Aslına bakarsanız bu romanın angst içerdiğini düşünmemin nedeni şu: kitapta tamamen kötü olan karakter yok. Kötü insanların kişiliklerinin ve karakterin yapılarının fazla basit ve NPC gibi olduğu tatmin edici kitaplar yok değil. Okuyucular bu kötülerin hakkından gelindiğinde sevinir. Ama benim kitabımda, tamamıyla 'saf' olan kimse olmayacak gibi görünüyor.
Örneğin: Nangong Rang Çimenli Ovalar'ı yok etti, ama hâlâ ilk karısına karşı derin bir sevgi besliyor, ayrıca meşru kızına karşı çok iyi bir tutum sergiliyor. Bir hükümdar için böylesi bir şeyin tarihte bir benzeri daha yok ve modern çağlarda da yüksek sayılacak bir standartta.
Qi Yan'ın geçmişi kasvetli ve acı dolu olabilir, ama gerçekten kalbi kapkaranlık olmuş.
Maskeli kişinin gittiği yol 'sapkın' gibi görünüyor, ama onun hayat hikayesini kim bilebilir?
Chuntao ve Qiuju'nun ikisi de hizmetçi, Qi Yan hedef olarak neden Chuntao'yu seçti? Davranışları ve kişiliğinde 'kusurlar' olduğu için planının başarıya ulaşması daha kolay olacağından değil mi?
Peki suç Lu Zhongxing'de mi? Nangong Jingnu ile evlenseydi centilmen bir adam olacağı kesindi, yıllar boyunca onu bekledi, kendini ona sakladı, bir cariye kız bile almadı.

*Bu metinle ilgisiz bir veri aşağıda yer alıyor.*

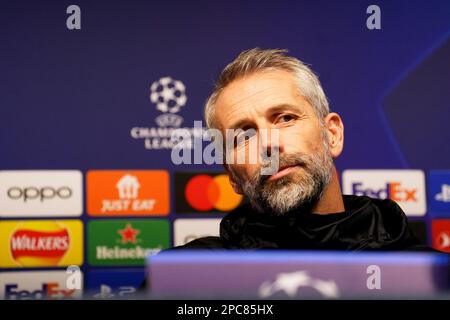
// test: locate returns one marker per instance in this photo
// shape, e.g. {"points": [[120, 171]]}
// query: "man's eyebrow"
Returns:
{"points": [[240, 124], [270, 111]]}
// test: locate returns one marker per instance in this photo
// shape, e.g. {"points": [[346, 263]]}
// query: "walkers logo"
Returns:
{"points": [[206, 192], [36, 285], [406, 187], [41, 243], [119, 193], [125, 242], [439, 192], [46, 193], [186, 230], [440, 233]]}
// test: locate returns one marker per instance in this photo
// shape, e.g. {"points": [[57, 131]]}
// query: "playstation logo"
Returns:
{"points": [[444, 195]]}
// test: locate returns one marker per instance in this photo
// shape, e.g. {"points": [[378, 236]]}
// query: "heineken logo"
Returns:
{"points": [[125, 242]]}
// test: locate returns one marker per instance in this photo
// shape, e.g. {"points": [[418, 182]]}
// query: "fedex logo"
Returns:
{"points": [[47, 291], [392, 190], [37, 285], [406, 187]]}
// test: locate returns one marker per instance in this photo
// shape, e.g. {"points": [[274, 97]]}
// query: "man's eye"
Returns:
{"points": [[244, 135], [285, 118]]}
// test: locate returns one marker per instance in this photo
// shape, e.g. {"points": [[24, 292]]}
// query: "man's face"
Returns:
{"points": [[270, 100]]}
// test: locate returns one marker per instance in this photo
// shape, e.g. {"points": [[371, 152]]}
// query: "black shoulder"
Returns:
{"points": [[203, 243]]}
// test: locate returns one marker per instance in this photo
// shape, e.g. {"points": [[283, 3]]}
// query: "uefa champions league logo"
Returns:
{"points": [[168, 94]]}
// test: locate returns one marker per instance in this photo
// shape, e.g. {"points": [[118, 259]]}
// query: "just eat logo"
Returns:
{"points": [[406, 187]]}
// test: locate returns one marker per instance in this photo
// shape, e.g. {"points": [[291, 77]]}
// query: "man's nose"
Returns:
{"points": [[270, 142]]}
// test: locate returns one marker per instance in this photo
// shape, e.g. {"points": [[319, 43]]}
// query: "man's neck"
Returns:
{"points": [[331, 201]]}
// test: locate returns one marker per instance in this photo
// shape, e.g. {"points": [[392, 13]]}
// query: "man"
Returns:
{"points": [[301, 205]]}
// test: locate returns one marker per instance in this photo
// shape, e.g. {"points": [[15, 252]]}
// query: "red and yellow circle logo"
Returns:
{"points": [[206, 193]]}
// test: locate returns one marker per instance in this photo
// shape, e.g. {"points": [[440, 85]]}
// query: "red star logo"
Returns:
{"points": [[128, 234]]}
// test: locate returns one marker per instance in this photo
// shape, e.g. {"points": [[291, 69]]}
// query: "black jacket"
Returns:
{"points": [[366, 224]]}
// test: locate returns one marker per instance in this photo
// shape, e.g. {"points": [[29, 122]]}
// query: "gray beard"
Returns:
{"points": [[301, 189]]}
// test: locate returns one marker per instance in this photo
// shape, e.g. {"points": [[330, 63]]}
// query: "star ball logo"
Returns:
{"points": [[204, 192], [120, 192], [125, 242], [168, 96]]}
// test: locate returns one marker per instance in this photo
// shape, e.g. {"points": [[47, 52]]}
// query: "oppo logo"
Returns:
{"points": [[41, 194]]}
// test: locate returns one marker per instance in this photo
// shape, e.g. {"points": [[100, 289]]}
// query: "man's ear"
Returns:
{"points": [[335, 132], [236, 187]]}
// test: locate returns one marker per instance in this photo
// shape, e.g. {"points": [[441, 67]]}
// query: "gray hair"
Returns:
{"points": [[254, 60]]}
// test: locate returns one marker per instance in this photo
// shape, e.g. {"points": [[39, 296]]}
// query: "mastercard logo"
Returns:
{"points": [[206, 193]]}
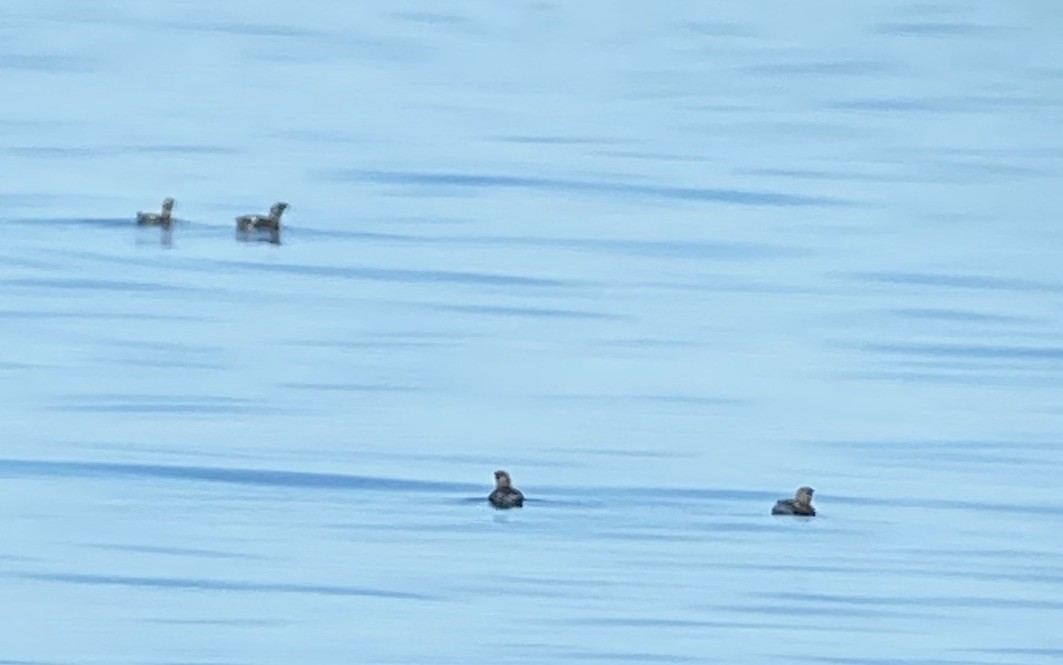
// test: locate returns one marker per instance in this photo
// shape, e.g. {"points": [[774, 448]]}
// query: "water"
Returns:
{"points": [[663, 262]]}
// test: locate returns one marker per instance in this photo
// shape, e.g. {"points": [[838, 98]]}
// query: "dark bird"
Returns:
{"points": [[799, 505], [505, 495], [157, 219], [263, 222]]}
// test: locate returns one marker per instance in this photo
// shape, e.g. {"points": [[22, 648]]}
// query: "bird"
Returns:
{"points": [[505, 495], [263, 222], [157, 219], [799, 505]]}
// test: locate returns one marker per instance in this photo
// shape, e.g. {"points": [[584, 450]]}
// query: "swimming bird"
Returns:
{"points": [[157, 219], [799, 505], [263, 222], [505, 495]]}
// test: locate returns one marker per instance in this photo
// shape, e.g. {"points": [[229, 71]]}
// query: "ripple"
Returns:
{"points": [[226, 585], [483, 181]]}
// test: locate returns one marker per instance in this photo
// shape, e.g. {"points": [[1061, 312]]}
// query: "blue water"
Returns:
{"points": [[662, 261]]}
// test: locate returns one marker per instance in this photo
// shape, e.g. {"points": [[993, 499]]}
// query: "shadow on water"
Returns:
{"points": [[383, 274], [174, 551], [201, 584], [482, 181]]}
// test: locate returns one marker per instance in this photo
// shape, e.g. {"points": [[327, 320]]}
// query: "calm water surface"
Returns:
{"points": [[662, 261]]}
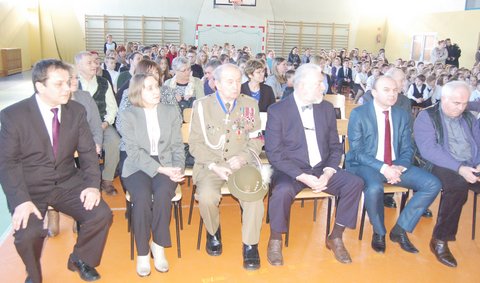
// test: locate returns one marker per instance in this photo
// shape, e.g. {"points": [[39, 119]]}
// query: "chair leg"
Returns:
{"points": [[287, 235], [192, 200], [267, 219], [474, 218], [329, 214], [200, 228], [362, 222], [404, 200], [176, 208], [132, 231], [180, 213]]}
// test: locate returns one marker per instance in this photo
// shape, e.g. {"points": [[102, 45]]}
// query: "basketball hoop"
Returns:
{"points": [[236, 3]]}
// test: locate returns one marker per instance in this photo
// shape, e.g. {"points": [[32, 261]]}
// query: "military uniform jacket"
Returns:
{"points": [[230, 135]]}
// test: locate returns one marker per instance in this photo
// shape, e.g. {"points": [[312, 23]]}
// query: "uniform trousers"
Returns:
{"points": [[208, 195], [92, 236], [342, 184], [454, 195], [152, 208]]}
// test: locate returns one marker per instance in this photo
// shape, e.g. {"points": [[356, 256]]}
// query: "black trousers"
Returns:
{"points": [[94, 226], [343, 184], [454, 196], [152, 208]]}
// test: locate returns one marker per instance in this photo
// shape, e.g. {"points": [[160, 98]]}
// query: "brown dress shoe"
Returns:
{"points": [[108, 188], [440, 249], [53, 221], [274, 252], [339, 250]]}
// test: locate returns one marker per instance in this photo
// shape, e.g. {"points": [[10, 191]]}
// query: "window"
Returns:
{"points": [[422, 46]]}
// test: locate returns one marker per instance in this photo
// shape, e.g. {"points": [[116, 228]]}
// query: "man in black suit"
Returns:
{"points": [[301, 142], [39, 137]]}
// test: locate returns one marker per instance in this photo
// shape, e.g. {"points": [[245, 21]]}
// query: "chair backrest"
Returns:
{"points": [[187, 115], [338, 101], [185, 132]]}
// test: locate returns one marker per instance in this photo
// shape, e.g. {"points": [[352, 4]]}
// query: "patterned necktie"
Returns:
{"points": [[55, 131], [387, 153]]}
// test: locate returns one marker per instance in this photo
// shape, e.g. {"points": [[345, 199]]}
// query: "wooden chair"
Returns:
{"points": [[388, 189], [338, 101], [177, 212]]}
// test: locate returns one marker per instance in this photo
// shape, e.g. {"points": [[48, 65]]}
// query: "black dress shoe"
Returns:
{"points": [[378, 243], [427, 213], [86, 272], [251, 258], [388, 201], [214, 243], [442, 252], [404, 242]]}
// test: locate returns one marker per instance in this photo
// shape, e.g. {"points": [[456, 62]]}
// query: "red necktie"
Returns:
{"points": [[55, 131], [387, 153]]}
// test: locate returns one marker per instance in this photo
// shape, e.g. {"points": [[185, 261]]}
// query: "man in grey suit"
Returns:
{"points": [[301, 142], [39, 137]]}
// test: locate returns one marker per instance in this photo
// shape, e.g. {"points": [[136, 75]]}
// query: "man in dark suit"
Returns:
{"points": [[39, 137], [302, 145], [381, 152]]}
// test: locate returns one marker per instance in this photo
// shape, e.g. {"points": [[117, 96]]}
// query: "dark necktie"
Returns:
{"points": [[309, 106], [55, 131], [387, 153]]}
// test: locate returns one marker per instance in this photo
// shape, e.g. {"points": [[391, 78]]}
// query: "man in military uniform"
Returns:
{"points": [[225, 127]]}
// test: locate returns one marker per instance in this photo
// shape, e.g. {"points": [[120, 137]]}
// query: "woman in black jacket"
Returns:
{"points": [[255, 71]]}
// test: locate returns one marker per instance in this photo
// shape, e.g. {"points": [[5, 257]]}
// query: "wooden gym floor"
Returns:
{"points": [[306, 258]]}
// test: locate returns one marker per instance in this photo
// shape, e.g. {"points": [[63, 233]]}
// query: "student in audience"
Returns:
{"points": [[294, 58], [277, 79], [418, 92], [255, 71], [306, 56], [125, 76], [152, 168], [39, 137], [439, 53], [197, 70], [109, 44], [102, 93], [289, 76], [208, 79], [220, 147], [301, 142], [110, 64], [187, 87]]}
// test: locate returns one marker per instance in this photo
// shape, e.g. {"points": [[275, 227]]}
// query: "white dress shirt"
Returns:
{"points": [[112, 108], [308, 122], [47, 115], [381, 133]]}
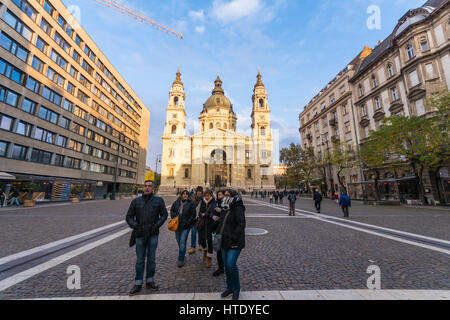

Suçlu Shunu muydu? Hayır. Sadece kişiliği Lu Zhongxing için uygun değil, bir Cariyeden doğmuş biri olarak edep ile ilgili konulara daha çok değer veriyor. Problemlerle karşılaştığında Jingnu kadar açık fikirli olamıyor, bu yüzden de Lu Zhongxing'i asla affetmeyecek, yani bu evliliğin kaderi acı bir şekilde sonlanmaya mahkum.
Eğer bu kitapta gerçekten masum biri varsa, o kişi büyük ihtimalle Xiao-Die'dir.
Nangong Jingnu'nun iyi yönleri ve kişiliği şu anlık en sevdiğim. Her yönden ilgi ve sevgi görmüş meşru kız evlat olan Nangong Jingnu bir yana, çocuklara babalarının borcunu ödetmek uygunsuz değil mi? O günahı, bedeninin her zerresinde taşıyor. Tıpkı şirketlerdeki gibi, uyum ve düzeni miras aldığında sorumlulukları da almalısın. Bu benim tuhaflığımdan mı kaynaklı bilmiyorum ama, kalemimin altındaki karakterlerin kişiliklerine çok saygı duyuyorum. Onların(kadınlar) kafamdaki yapıları tamamlandığında, kalbimde eşit muamele görmeyi hak eden arkadaşlar gibi oluyorlar. Ayrıca, karakter yapıları tamamlanmış olanları yazarken kişilikleri ve seçimlerine saygı duyarak yazıyorum. Büyük karar anlarında, tanrısal bakış açısını bir yana bırakıp kendimi onlar olarak düşünerek ve hayat anlayışlarını vs. göz önünde bulundurarak bir karara varacağım. Kesinlikle okurların taleplerini karşılamak için hikayede bir şeyleri zorlamayacağım.
Bu yüzden lütfen bazı şeyleri, Shunu'nun geleceği için oluşan ilk fikirlerime saygı duymalı mıyım gibi, düşünmem için bana bir gün verin. Ama bundan sonra nasıl gelişmeler yaşanırsa yaşansın, kendi ölçülerim var. Olaylar böyle geliştiğinden, edebi açıdan bir endişem de yok.
Bu roman için çok fazla emek veriyorum, gerçekten çok fazla.